El gobierno de la República Democrática del Congo (RDC) ha reportado un incremento en las víctimas y contagios del brote de ébola, alcanzando 967 muertes y 2.423 casos confirmados desde su inicio el 15 de mayo. La tasa de letalidad se mantiene en 39,9%, con esfuerzos continuos para contener la propagación, aunque el seguimiento de contactos requiere mayor vigilancia según las autoridades sanitarias.
El Ejecutivo de la República Democrática del Congo (RDC) informó este martes que el número de decesos por ébola ascendió a 967, y los contagios confirmados llegaron a 2.423, a raíz del foco infeccioso que surgió en la región oriental del país el 15 de mayo.

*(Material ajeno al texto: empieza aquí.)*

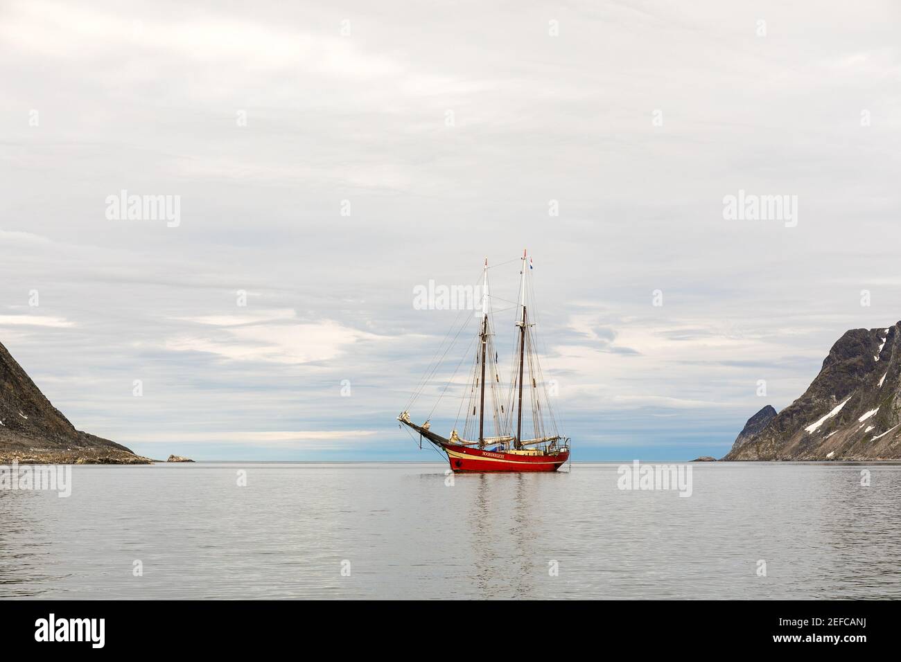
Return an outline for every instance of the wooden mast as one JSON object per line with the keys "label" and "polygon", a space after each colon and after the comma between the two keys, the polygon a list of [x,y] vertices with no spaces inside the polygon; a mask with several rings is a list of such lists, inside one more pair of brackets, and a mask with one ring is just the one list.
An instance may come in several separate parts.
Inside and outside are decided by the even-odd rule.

Conforme al más reciente informe del Ministerio congoleño de Comunicación y Medios, con información recabada hasta el 19 de julio, la proporción de mortalidad se sitúa actualmente en el 39,9 %.
Adicionalmente, 734 pacientes se encuentran bajo “aislamiento u hospitalización” y 469 personas han logrado recuperarse de la enfermedad, mientras que la proporción de seguimiento de contactos alcanza el 81,1 %. Hasta la fecha, cinco provincias congoleñas han sido afectadas por el brote de ébola: Ituri (punto de origen del brote), Kivu del Norte, Kivu del Sur y Haut-Uele (este), además de Tshopo (centro-norte).
“Los grupos de salud continúan con las operaciones de vigilancia, atención y monitoreo de las personas con quienes se tuvo contacto, con el objetivo de limitar la expansión de la enfermedad”, indicó el ministerio. Por su parte, el Instituto Nacional de Salud Pública (INSP) advirtió en su propio boletín que “los resultados del seguimiento de contactos siguen siendo insuficientes”, por lo que se requiere “un fortalecimiento” de la supervisión.
Los datos señalan una “transmisión continua dentro de la comunidad” y la reciente expansión geográfica del brote “resalta la necesidad de mantener simultáneamente intervenciones intensivas en el epicentro y acciones de preparación en las provincias cercanas”, agregó el INSP. Después de ser declarada el 15 de mayo en Ituri, provincia que limita con Sudán del Sur y Uganda, la epidemia también se extendió a este segundo país.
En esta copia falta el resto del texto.